Now comes the State Department - its new Grand Pooh-bah, the radical anti-democracy interventionist Condoleeza Rice just confirmed by the Senate - upping the ante on its media campaign against Mexico.
The U.S. "travel advisory," in language conjured to invoke fear and alarm, says:
This Public Announcement is being issued to alert U.S. citizens to the current security situation along the Mexican side of the U.S.-Mexico border in the wake of increased violence among drug traffickers. Although the majority of travelers in the region visit without mishap, violent criminal activity, including murder and kidnapping, in Mexico's northern border region has increased. The overwhelming majority of the victims of violent crime have been Mexican citizens. Nonetheless, U.S. citizens should be aware of the risk posed by the deteriorating security situation. This Public Announcement expires on April 25, 2005.

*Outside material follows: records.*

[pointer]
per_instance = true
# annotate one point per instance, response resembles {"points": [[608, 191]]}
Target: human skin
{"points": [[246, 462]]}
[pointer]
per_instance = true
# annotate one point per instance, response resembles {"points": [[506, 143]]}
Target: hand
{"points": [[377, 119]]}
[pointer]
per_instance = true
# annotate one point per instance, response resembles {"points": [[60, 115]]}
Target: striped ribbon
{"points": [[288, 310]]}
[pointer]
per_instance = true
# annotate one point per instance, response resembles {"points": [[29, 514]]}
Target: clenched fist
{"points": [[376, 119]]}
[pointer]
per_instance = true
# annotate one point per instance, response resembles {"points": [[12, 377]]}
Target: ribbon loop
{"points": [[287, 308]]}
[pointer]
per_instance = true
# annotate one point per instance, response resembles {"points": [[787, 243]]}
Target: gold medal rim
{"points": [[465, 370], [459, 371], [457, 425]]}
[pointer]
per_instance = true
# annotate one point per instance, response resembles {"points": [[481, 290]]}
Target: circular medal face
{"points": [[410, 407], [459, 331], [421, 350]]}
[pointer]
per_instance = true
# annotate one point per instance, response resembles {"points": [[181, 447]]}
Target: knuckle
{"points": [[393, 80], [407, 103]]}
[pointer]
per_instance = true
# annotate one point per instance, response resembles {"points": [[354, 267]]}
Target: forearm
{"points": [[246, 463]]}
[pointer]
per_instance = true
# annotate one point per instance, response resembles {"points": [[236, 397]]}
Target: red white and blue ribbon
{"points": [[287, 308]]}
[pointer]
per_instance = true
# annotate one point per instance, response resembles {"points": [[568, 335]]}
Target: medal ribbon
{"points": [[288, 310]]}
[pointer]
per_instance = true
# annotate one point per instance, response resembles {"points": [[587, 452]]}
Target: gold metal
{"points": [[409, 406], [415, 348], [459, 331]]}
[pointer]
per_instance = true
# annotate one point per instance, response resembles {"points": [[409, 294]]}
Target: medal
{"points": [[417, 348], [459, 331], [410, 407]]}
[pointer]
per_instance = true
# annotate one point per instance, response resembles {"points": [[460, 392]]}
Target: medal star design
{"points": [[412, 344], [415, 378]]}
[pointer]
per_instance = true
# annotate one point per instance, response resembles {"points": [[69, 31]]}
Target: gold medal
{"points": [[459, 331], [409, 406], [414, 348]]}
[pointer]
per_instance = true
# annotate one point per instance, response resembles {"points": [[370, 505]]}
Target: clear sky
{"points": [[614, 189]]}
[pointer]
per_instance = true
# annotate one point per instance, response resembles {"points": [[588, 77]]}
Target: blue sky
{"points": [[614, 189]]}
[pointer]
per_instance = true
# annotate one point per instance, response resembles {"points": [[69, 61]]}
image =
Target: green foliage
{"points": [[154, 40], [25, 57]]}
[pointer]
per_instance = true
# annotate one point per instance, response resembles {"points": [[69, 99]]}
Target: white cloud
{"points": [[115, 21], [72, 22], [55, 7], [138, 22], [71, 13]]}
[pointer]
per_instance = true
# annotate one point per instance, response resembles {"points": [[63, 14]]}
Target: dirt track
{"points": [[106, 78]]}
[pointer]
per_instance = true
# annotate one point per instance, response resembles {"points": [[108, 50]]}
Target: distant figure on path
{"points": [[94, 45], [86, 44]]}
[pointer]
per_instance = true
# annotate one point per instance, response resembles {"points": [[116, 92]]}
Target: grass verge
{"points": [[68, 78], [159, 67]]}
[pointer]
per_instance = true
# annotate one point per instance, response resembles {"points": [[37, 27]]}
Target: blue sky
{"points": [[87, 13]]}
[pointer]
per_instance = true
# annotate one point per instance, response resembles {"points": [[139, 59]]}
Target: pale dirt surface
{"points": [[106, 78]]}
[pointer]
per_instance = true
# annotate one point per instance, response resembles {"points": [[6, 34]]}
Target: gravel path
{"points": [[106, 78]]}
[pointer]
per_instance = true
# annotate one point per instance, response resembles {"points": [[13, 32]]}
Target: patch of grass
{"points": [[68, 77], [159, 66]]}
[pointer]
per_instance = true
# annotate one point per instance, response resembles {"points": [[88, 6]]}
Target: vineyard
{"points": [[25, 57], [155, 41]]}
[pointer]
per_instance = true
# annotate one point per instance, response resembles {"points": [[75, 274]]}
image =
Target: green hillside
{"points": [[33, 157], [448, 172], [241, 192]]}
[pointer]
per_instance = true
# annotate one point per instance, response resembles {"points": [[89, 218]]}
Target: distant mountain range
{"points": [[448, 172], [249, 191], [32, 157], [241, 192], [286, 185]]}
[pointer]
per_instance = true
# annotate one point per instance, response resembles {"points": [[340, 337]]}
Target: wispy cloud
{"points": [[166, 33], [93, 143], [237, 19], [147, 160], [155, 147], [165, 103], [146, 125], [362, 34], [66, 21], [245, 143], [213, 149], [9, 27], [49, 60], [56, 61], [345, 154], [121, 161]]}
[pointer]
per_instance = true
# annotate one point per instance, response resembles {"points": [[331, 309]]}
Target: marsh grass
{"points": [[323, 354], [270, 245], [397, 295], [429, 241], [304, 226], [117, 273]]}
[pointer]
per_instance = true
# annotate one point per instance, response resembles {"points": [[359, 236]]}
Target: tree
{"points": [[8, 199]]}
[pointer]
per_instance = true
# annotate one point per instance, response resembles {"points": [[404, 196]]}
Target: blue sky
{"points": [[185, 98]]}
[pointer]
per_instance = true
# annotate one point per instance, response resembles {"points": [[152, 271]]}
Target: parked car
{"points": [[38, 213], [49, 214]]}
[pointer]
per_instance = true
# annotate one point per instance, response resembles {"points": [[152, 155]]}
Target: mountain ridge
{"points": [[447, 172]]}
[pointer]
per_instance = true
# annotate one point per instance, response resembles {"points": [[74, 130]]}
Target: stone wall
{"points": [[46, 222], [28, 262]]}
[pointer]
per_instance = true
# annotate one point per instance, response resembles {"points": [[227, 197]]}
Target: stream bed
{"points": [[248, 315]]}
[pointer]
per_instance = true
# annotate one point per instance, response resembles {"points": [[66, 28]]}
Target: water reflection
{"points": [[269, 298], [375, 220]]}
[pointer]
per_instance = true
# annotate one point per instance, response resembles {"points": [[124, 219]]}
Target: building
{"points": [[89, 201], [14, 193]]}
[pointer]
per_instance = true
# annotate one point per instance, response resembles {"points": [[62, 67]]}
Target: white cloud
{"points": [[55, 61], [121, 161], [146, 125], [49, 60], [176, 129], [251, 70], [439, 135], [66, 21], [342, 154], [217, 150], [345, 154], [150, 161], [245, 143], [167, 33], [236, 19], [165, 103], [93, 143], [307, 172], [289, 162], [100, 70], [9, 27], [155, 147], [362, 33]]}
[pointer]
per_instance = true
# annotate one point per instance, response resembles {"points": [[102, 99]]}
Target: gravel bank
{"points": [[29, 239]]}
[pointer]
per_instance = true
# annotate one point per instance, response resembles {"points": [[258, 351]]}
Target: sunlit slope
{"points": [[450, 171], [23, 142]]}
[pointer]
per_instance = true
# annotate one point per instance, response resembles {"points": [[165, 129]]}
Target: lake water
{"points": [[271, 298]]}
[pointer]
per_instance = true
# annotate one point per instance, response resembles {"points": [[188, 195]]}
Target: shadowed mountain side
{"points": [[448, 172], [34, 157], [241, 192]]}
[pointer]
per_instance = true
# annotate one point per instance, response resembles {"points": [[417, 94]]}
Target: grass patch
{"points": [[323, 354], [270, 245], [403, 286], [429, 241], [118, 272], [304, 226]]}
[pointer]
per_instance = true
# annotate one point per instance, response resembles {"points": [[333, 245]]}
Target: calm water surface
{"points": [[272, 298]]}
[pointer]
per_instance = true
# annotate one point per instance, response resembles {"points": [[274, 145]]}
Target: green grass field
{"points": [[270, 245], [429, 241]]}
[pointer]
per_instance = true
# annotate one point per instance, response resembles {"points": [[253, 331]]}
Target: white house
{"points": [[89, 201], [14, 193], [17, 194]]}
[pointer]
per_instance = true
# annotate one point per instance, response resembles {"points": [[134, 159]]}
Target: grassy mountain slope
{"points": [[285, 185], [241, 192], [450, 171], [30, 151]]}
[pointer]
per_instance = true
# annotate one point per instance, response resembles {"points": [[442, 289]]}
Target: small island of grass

But in its zeal to inflame and invoke fright, Kondoleeza's Keystone Kops inadvertenty reveal that the U.S. drug policy imposed on Mexico is to blame for what Washington calls a rising tide of narco-violence in the country to the south:
Violent criminal activity along the U.S.-Mexico border has increased as a product of a war between criminal organizations struggling for control of the lucrative narcotics trade along the border. The leaders of several major criminal organizations have been arrested, creating a power vacuum. This has resulted in a wave of violence aimed primarily at members of those trafficking organizations and criminal justice officials. However, foreign visitors, including Americans, have been among the victims of homicides and kidnappings in the border region in recent months.
With those words, the State Department has just admitted that the arrests - ordered by the United States - of "the leaders of several major criminal organizations" have "created a power vacuum... that has resulted in a wave of violence."

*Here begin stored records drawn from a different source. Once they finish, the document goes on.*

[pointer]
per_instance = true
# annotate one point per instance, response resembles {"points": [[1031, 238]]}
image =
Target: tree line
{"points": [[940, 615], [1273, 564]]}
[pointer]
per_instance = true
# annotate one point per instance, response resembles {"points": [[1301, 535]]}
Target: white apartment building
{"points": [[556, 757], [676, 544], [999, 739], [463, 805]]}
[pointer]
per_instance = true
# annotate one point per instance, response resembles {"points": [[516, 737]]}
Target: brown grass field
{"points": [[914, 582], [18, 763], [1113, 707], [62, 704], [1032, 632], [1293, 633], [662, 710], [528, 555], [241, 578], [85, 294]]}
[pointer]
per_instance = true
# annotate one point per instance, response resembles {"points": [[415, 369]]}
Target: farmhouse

In other words, U.S. prohibitionist drug policy is to blame for the "wave of violence" (if there is one: as a reporter who has covered Mexico and the drug war extensively since 1997, it is my sense that the amount of violence is at more or less the same levels that it has been at consistently for these eight years: the only difference now is that U.S. officials are pushing the story through their toadies in the Commercial Media).

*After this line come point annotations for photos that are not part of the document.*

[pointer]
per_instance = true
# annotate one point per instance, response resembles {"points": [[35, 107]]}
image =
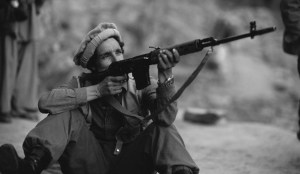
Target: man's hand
{"points": [[111, 85], [166, 61]]}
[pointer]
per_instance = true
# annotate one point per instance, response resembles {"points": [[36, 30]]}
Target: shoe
{"points": [[34, 163]]}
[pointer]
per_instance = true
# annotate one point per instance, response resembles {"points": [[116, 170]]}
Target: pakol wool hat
{"points": [[94, 38]]}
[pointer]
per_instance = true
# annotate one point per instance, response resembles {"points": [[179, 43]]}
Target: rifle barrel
{"points": [[251, 34]]}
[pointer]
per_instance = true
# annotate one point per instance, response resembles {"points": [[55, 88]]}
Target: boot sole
{"points": [[8, 159]]}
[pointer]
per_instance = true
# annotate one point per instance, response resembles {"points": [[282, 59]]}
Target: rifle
{"points": [[139, 65]]}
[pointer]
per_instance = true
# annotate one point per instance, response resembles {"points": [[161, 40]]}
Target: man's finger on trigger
{"points": [[161, 62], [176, 55]]}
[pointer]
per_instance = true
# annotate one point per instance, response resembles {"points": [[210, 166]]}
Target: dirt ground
{"points": [[227, 148]]}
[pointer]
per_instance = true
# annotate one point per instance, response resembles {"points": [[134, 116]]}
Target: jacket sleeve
{"points": [[156, 97], [63, 98]]}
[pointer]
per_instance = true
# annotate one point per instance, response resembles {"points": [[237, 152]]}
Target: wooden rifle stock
{"points": [[139, 65]]}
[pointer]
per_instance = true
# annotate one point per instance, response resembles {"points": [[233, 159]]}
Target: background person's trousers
{"points": [[70, 142]]}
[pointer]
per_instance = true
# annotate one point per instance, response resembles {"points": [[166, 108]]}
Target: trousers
{"points": [[68, 138]]}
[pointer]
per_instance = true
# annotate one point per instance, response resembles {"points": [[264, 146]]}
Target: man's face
{"points": [[107, 52]]}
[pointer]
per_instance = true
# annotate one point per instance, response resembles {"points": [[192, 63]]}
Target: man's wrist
{"points": [[166, 83], [98, 93]]}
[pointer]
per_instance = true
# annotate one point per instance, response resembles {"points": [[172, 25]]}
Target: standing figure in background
{"points": [[19, 63], [290, 12]]}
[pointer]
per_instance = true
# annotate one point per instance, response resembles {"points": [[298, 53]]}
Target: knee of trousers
{"points": [[162, 135], [55, 132]]}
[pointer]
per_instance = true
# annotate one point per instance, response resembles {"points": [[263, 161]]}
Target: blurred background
{"points": [[247, 80]]}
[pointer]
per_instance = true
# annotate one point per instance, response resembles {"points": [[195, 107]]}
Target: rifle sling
{"points": [[115, 104]]}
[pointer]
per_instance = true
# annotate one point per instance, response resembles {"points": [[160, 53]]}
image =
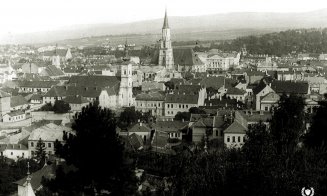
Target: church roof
{"points": [[165, 26]]}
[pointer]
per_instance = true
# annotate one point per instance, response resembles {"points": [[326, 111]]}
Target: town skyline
{"points": [[37, 16]]}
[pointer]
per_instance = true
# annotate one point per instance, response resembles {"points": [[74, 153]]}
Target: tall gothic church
{"points": [[166, 58]]}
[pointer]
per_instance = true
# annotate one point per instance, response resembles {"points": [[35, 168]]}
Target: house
{"points": [[14, 151], [209, 126], [52, 71], [14, 116], [33, 68], [140, 129], [31, 184], [248, 118], [18, 103], [222, 61], [290, 87], [49, 134], [120, 87], [36, 99], [152, 102], [172, 128], [149, 86], [260, 91], [35, 86], [186, 61], [238, 94], [234, 135], [76, 102], [105, 96], [4, 103], [269, 101]]}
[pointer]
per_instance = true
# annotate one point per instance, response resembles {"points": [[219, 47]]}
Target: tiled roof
{"points": [[60, 52], [173, 98], [37, 84], [36, 179], [12, 147], [152, 96], [186, 57], [77, 99], [235, 127], [51, 71], [48, 132], [15, 113], [290, 87], [139, 127], [187, 89], [17, 101], [169, 126], [95, 80], [36, 97], [4, 94], [235, 91], [64, 91]]}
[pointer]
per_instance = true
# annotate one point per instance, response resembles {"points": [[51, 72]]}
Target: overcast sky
{"points": [[19, 16]]}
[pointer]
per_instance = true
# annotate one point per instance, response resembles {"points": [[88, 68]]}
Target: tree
{"points": [[47, 107], [98, 154], [196, 110], [40, 153], [61, 107], [182, 116], [317, 136]]}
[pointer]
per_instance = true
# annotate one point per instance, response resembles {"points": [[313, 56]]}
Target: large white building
{"points": [[166, 58]]}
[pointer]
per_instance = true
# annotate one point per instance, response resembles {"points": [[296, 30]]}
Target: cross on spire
{"points": [[165, 26], [28, 179]]}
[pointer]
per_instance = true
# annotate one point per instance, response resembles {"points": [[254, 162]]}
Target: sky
{"points": [[22, 16]]}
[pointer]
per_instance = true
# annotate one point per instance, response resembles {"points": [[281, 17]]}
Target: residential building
{"points": [[14, 151], [235, 135], [152, 102], [49, 134], [14, 116], [166, 58]]}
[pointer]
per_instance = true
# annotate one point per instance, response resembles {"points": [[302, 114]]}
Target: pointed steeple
{"points": [[165, 26]]}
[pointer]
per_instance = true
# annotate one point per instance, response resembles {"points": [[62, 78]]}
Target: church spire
{"points": [[165, 26]]}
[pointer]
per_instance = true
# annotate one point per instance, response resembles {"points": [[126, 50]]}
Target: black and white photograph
{"points": [[163, 98]]}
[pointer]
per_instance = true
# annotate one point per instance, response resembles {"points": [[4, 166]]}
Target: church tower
{"points": [[166, 58], [126, 82], [56, 59]]}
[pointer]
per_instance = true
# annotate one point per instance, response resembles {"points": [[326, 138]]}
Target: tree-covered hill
{"points": [[284, 42]]}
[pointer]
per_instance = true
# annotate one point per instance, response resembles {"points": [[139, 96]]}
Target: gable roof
{"points": [[235, 128], [64, 91], [290, 87], [94, 80], [152, 96], [173, 98], [17, 101], [52, 71], [235, 91], [77, 99], [186, 57]]}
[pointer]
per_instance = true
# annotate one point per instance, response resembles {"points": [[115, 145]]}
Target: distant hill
{"points": [[185, 26]]}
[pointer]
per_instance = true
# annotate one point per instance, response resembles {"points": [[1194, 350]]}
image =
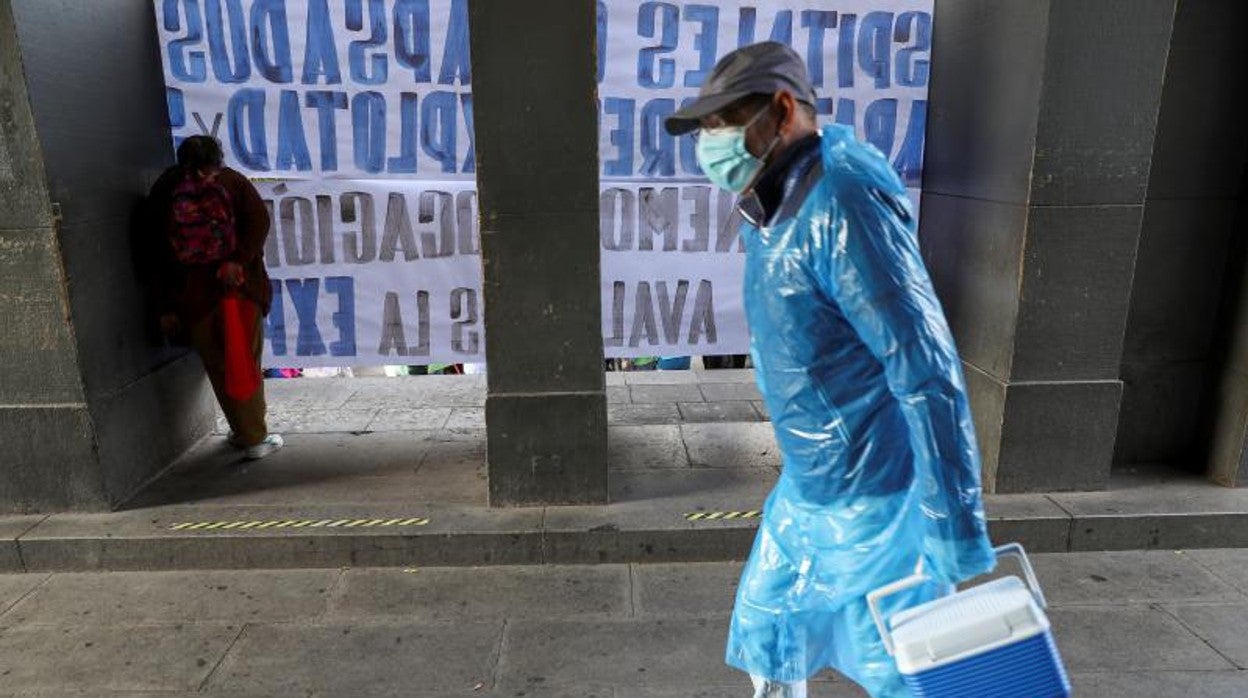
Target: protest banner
{"points": [[355, 116]]}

Prohibition has always been the cause of all drug-related violence in Mexico and elsewhere. It is the prohibition of the drugs that makes their commerce a no man's land outside of the law.
So pay close attention to the "news reports" that will now come out of the U.S. Commercial Media from Mexico. Take names and take notes, kind readers. You will see, if you watch carefully, which media correspondents take dictation from the U.S. Embassy in Mexico City, from whom those "journalists" are dependent for their supposed scoops.
The media campaign now jumps into second gear. Ginger Thompson and Mary Jordan put it in first, and now Condoleeza's minnions have popped it into second. It's only the beginning.
Between now and the July 2006 elections in Mexico, look for ever more shrill and strident "reports" about the narco-sky falling over Mexico, and its supposed "threats" to U.S. citizens and soil.
The narco scare is our own hemisphere's version of the false "weapons of mass destruction" stories that paved public opinion to support U.S. intervention abroad.
Now they're taking that strategy and applying it to the next door neighbor's democracy.
However, unlike Iraq before the war, the Authentic Journalism renaissance men and women are here, all over the 31 states and federal district of the Republic of Mexico, and we're going to fact-check and throw the truth right back in the faces of the inauthentic simulators at every turn.
The only enemy of democracy and peace in Mexico is the U.S.-imposed drug policy... and, of course, its soldiers-of-fortune from Foggy Bottom to 43rd Street.